New York — Consumer confidence is improving, albeit slowly, and globally it is at its highest level in seven years, according to researchers at The Nielsen Co.
Using a 100-degree scale of optimism and pessimism, the company ranked consumer confidence levels in in 60 countries worldwide during three-month intervals, based on surveys.
Consumers in Asia (106), North America (103) and Europe (77) said things were getting better. Optimism in the Asia-Pacific region has remained high since January, and confidence levels in North America and Europe have risen by three and two points, respectively, since the first quarter of 2014. The global sentiment rose by one point during the quarter.
However, in Latin America (90) and the Middle East/Africa (93), confidence levels dropped by three points and one point, respectively, in the second quarter of 2014, Nielsen reports.
In 2013, global consumer optimism was steady during the final three quarters at 94, one point higher than at the start of the year and up by three points compared with 2012. Approximately one-third of markets surveyed in 2013 reported increased confidence, but in about half, pessimism prevailed.
Venkatesh Bala, PhD, chief economist at The Cambridge Group, a division of Nielsen, observes: “Recovery continues to move slowly and is hampered by cash-strapped consumers who grapple with having little discretionary income after paying essential expenses.
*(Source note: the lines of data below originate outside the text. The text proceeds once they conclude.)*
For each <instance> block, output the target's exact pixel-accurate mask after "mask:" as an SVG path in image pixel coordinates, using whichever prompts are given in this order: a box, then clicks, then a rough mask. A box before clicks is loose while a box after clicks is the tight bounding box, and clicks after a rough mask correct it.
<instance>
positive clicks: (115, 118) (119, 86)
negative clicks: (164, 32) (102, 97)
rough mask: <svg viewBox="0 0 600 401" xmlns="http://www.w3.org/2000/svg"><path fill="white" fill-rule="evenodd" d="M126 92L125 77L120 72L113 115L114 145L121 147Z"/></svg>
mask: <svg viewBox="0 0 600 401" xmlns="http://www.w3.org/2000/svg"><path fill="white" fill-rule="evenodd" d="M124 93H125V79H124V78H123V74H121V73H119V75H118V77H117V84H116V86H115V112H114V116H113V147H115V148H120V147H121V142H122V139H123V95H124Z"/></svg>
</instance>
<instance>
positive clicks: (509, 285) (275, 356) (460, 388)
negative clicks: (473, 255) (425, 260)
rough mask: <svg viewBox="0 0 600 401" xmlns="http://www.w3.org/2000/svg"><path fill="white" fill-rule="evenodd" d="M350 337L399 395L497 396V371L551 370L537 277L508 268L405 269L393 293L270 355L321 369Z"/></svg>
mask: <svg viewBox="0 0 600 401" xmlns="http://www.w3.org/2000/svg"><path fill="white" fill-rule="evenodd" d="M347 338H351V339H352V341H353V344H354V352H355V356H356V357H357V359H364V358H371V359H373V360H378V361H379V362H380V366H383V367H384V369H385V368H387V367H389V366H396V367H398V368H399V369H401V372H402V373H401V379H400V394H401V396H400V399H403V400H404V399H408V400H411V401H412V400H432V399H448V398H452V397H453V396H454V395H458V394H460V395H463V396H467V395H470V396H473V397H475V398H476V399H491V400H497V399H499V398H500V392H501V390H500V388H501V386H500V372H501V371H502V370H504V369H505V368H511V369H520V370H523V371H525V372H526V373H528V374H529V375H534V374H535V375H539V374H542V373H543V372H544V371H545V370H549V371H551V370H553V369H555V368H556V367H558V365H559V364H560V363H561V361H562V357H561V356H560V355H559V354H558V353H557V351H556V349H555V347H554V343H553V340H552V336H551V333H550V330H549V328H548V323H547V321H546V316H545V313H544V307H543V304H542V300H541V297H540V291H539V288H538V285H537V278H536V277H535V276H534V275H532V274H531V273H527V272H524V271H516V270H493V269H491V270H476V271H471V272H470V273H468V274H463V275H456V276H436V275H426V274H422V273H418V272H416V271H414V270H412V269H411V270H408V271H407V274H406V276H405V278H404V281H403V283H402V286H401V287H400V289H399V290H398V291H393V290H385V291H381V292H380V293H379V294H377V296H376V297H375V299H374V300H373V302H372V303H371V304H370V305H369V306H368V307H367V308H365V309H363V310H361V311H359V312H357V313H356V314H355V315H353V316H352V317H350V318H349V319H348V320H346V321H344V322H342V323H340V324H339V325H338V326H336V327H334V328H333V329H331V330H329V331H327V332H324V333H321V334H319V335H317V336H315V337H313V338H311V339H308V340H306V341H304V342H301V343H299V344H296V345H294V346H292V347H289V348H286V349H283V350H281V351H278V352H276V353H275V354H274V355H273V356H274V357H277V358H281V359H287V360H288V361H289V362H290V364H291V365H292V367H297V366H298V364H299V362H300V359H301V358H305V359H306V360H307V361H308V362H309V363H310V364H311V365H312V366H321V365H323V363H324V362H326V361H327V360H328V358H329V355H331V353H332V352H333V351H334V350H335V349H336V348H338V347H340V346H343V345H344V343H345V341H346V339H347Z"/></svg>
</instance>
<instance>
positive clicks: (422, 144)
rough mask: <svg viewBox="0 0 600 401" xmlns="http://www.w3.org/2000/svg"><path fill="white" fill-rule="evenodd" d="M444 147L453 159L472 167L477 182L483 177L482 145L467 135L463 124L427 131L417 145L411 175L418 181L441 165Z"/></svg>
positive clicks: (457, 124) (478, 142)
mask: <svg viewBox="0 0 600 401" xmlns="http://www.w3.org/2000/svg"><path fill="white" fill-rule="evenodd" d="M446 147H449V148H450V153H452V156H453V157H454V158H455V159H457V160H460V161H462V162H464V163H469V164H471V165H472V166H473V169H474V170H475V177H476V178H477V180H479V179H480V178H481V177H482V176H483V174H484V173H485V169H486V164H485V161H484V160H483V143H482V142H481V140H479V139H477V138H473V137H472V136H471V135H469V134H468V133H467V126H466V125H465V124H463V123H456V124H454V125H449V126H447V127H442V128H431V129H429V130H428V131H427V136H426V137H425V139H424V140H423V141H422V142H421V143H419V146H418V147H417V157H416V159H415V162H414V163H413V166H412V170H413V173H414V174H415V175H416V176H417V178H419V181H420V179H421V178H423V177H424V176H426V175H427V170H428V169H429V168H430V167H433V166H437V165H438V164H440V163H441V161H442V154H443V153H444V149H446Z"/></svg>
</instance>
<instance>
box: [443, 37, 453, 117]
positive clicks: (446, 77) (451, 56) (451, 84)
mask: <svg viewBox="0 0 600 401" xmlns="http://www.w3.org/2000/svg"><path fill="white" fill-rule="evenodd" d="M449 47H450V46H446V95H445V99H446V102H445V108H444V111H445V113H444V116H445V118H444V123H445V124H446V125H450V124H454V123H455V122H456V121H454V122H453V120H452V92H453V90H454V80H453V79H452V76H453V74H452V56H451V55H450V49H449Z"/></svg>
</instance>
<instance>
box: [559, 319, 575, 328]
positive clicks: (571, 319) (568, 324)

As 2014 progresses, a brighter outlook is expected, but sluggishness will continue until there’s a marked improvement in the jobless rate and wages are commensurate with rising costs.”
Jobless rates in the U.S. fell to 6.1 percent in June from 6.3 in May 2014, according to the U.S. Bureau of Labor Statistics. European confidence reflects uneven rates of unemployment: As of April 2014, the unemployment rate in Germany continued at a 20-year low but reached 13 percent in Italy.